Jason is managing editor of Singularity Hub. He cut his teeth doing research and writing about finance and economics before moving on to science, technology, and the future. He is curious about pretty much everything, and sad he'll only ever know a tiny fraction of it all.

Discussion — 7 Responses

  • Vic Stevensøn December 16, 2012 on 12:37 pm

    Good work getting him Google!! amazing get it here! faster the better! Ray is an amazing visionary and futurist. I’m looking forward to the future hes predicts also.

  • rtryon December 16, 2012 on 1:22 pm

    The inventor of the bar code, Robert Woodland’s experience will be as much a challenge as any for Ray Kurzweil to program into AI. Inspiration requires motivation or just plain chance to result in a practical solution. AI, like real intelligence has to combine both methodology and inspiration together with an array of knowledge to get a result – even to the point of being refined by a Battelle Memorial Institute’s scientists and engineers into a practical result.
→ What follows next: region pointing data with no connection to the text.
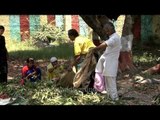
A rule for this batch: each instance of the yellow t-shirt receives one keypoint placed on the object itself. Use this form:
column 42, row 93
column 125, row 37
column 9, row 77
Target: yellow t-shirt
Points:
column 55, row 73
column 82, row 45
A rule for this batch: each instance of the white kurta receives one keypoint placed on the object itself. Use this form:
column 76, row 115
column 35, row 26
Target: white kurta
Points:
column 108, row 62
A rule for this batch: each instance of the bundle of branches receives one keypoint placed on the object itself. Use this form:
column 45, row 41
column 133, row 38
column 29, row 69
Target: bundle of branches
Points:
column 49, row 33
column 82, row 77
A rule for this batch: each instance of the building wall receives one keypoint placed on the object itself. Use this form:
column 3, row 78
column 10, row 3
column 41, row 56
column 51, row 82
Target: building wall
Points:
column 21, row 27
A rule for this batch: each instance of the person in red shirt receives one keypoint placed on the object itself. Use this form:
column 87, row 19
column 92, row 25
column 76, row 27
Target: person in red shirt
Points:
column 30, row 71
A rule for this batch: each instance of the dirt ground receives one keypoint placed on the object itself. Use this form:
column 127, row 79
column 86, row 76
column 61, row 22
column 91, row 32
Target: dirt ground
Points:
column 132, row 92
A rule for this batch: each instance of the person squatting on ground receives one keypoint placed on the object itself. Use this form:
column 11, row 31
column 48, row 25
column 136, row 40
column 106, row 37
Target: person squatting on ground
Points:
column 108, row 62
column 53, row 69
column 3, row 57
column 30, row 71
column 81, row 47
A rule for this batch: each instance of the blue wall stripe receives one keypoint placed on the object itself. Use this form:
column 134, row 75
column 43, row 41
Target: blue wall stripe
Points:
column 14, row 21
column 34, row 21
column 146, row 27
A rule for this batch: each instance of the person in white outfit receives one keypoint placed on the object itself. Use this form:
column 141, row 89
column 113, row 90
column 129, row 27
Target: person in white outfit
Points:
column 108, row 62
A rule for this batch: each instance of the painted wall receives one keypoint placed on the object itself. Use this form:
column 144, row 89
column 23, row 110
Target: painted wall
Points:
column 21, row 27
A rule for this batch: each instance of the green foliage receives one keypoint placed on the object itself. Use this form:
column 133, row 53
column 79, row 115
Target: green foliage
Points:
column 46, row 93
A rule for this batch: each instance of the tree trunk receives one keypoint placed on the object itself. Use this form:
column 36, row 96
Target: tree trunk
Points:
column 125, row 59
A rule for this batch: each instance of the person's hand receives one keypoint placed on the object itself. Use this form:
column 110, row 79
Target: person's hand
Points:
column 93, row 49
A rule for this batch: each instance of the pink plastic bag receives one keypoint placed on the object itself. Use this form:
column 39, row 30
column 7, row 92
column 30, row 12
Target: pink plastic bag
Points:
column 99, row 83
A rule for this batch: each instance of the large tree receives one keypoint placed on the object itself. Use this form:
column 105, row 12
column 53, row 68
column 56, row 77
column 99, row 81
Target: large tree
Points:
column 96, row 22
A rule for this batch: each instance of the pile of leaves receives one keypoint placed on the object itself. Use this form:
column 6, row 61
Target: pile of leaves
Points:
column 46, row 93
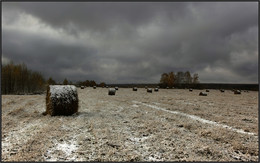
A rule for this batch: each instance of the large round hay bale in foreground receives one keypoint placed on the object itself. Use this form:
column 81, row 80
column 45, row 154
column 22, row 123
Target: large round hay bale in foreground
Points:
column 61, row 100
column 149, row 90
column 203, row 94
column 111, row 91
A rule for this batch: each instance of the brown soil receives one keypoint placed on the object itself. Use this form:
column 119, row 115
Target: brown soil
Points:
column 127, row 127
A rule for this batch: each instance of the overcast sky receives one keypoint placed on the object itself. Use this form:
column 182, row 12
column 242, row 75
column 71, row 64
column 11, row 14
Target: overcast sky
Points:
column 133, row 42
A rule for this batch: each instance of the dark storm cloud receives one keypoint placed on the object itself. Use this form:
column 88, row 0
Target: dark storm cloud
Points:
column 134, row 42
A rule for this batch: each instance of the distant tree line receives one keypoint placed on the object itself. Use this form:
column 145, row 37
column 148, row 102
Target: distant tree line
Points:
column 90, row 83
column 170, row 79
column 18, row 79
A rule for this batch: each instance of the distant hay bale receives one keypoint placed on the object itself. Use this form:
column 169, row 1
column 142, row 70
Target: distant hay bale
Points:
column 112, row 91
column 149, row 90
column 203, row 94
column 61, row 100
column 135, row 89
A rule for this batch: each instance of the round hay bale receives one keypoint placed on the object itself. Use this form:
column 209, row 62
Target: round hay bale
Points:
column 236, row 92
column 203, row 94
column 149, row 90
column 61, row 100
column 135, row 89
column 111, row 91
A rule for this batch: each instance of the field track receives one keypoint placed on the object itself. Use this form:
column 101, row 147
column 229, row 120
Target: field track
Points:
column 169, row 125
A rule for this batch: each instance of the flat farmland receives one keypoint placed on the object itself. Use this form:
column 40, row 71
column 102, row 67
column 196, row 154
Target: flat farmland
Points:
column 169, row 125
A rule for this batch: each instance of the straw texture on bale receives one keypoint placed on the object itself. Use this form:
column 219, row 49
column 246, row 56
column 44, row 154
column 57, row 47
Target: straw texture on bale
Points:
column 112, row 91
column 149, row 90
column 236, row 92
column 61, row 100
column 203, row 94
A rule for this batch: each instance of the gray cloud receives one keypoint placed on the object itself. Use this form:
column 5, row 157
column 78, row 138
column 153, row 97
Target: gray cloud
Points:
column 134, row 42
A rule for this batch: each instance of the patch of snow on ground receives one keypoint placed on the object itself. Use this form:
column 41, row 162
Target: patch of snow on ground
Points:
column 197, row 118
column 67, row 148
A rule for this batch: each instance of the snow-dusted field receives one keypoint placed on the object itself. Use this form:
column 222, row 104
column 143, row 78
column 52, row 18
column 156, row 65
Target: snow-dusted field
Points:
column 169, row 125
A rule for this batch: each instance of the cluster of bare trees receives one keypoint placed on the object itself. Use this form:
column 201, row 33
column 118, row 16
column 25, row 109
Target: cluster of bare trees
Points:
column 170, row 79
column 17, row 79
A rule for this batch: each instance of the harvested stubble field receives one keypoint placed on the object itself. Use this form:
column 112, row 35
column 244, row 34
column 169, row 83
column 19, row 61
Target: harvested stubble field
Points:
column 169, row 125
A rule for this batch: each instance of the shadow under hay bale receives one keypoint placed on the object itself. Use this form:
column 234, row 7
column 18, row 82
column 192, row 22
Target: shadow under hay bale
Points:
column 203, row 94
column 149, row 90
column 61, row 100
column 112, row 91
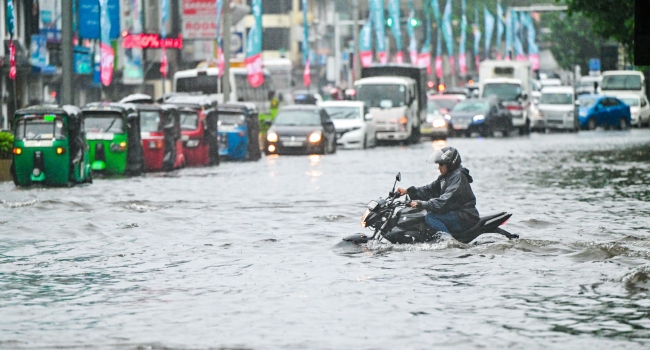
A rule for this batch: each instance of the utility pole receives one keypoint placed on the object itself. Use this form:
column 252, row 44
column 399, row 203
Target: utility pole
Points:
column 227, row 28
column 66, row 53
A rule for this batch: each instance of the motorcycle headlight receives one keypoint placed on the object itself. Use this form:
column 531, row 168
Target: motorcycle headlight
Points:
column 314, row 137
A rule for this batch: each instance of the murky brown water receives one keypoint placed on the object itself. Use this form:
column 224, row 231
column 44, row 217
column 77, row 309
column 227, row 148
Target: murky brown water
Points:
column 248, row 255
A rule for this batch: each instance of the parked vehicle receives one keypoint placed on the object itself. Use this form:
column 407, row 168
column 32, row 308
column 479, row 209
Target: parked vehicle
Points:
column 483, row 116
column 639, row 109
column 239, row 132
column 354, row 125
column 605, row 111
column 436, row 125
column 301, row 129
column 50, row 146
column 161, row 137
column 199, row 128
column 113, row 138
column 616, row 82
column 558, row 108
column 396, row 97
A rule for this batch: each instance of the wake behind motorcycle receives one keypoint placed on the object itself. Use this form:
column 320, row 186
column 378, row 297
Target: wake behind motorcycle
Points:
column 397, row 222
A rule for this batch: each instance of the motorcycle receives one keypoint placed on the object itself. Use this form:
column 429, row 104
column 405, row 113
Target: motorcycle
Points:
column 397, row 222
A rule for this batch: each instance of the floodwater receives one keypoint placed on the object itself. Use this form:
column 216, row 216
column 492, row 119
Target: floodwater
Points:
column 249, row 255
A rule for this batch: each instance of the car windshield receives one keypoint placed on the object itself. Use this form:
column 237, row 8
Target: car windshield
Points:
column 40, row 127
column 306, row 117
column 556, row 99
column 432, row 107
column 343, row 112
column 189, row 120
column 621, row 82
column 505, row 92
column 231, row 119
column 382, row 95
column 103, row 122
column 471, row 106
column 149, row 121
column 630, row 101
column 587, row 101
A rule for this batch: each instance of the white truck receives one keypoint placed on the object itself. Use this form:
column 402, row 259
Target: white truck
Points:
column 511, row 82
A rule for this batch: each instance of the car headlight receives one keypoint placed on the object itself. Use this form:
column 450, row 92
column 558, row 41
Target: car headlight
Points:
column 439, row 123
column 314, row 137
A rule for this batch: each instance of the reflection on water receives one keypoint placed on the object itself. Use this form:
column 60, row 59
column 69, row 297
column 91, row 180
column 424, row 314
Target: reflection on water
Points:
column 249, row 255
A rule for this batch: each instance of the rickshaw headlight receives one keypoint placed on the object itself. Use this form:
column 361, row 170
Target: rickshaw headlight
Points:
column 314, row 137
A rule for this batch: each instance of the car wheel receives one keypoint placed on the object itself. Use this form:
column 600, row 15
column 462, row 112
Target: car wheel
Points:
column 591, row 124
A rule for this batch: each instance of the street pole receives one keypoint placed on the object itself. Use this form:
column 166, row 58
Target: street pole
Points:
column 227, row 28
column 66, row 53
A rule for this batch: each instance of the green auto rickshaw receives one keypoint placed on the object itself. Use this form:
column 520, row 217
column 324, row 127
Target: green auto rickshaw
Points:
column 50, row 146
column 113, row 138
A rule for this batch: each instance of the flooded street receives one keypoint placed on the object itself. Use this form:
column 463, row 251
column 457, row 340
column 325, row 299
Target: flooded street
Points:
column 249, row 255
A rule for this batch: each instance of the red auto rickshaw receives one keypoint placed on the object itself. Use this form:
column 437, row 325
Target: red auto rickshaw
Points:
column 161, row 137
column 199, row 128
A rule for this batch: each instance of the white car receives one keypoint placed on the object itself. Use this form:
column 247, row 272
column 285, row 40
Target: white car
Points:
column 639, row 108
column 354, row 126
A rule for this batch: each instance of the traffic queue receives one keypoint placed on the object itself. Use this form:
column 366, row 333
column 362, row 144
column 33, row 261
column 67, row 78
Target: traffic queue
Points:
column 66, row 145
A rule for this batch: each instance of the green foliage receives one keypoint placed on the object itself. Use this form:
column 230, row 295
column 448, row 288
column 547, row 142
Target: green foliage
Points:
column 6, row 145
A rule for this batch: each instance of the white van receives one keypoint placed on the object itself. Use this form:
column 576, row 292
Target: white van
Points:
column 558, row 109
column 616, row 82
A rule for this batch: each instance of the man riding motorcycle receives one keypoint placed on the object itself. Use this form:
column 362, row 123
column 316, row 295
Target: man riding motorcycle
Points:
column 449, row 200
    The U. of Illinois Beckman Institute may be able to mount a diverse team that finds ways to emulate the kind of inspired thinking that hit inventors at odd times, places and in often indirect ways. Sorting out almost infinite combinations to out-think or just monitor or match what the Creator of the Universe designed for countless eons before watching since the Big Bang with occasional major points of re-direction; and also did what was needed to make the human mind become the only one seemingly able to create complex questions and then study and solve, to find the right answers, and execute what converts them in to practical realities.

    Good luck!

  • anthrobotic December 16, 2012 on 5:34 pm

    Another nice acquisition. One wonders, is Google doing more to benefit humanity than pretty much any governmental organization out there? “Google: Bettering Humanity for Fun and Profit?” – http://goo.gl/vtrQ2

    -Reno at Anthrobotic.com

  • Stephen Wolstenholme December 17, 2012 on 7:06 am

    I was on an artificial intelligence prediction panel about 30 years ago. Our conclusions were that the convergence of the technologies to produce brain level intelligence machines would be available on 13th August 2048. I always remember the exact date of the convergence lines because it’s my 100th birthday.

    Steve Wolstenholme

  • Frank Whittemore December 17, 2012 on 8:27 am

    Yet another Singularity movie…

    The Singularity: a documentary by Doug Wolens –


    featuring Ray Kurzweil and others…

  • Rendall December 19, 2012 on 9:12 am

    Ppl, in all honesty, Kurzweil was always running is own R&D startups, 4-5 at least, for much of his adult life. Thus, he was always in control of his own projects, without higher ups giving direction, aside from perhaps the financiers for the earlier firms.

    Now, he’s becoming a full-time employee for the first time in his life. Is this going to work out? Will he be butting heads with the likes of Brin/Paige and Co, if they don’t immediately appreciate his development arc? Realize, Google is in the business to sell ad space & conduct R&D, with the intent of pushing out platforms like Android.

    I believe that this project should be a joint venture between Kurzweil Technologies, the Singularity Institute, and Google. And in the process, Google gets licensing rights to any of the commercialize-able output, without necessarily directing the R&D. This alternative setup would be a win-win for everyone.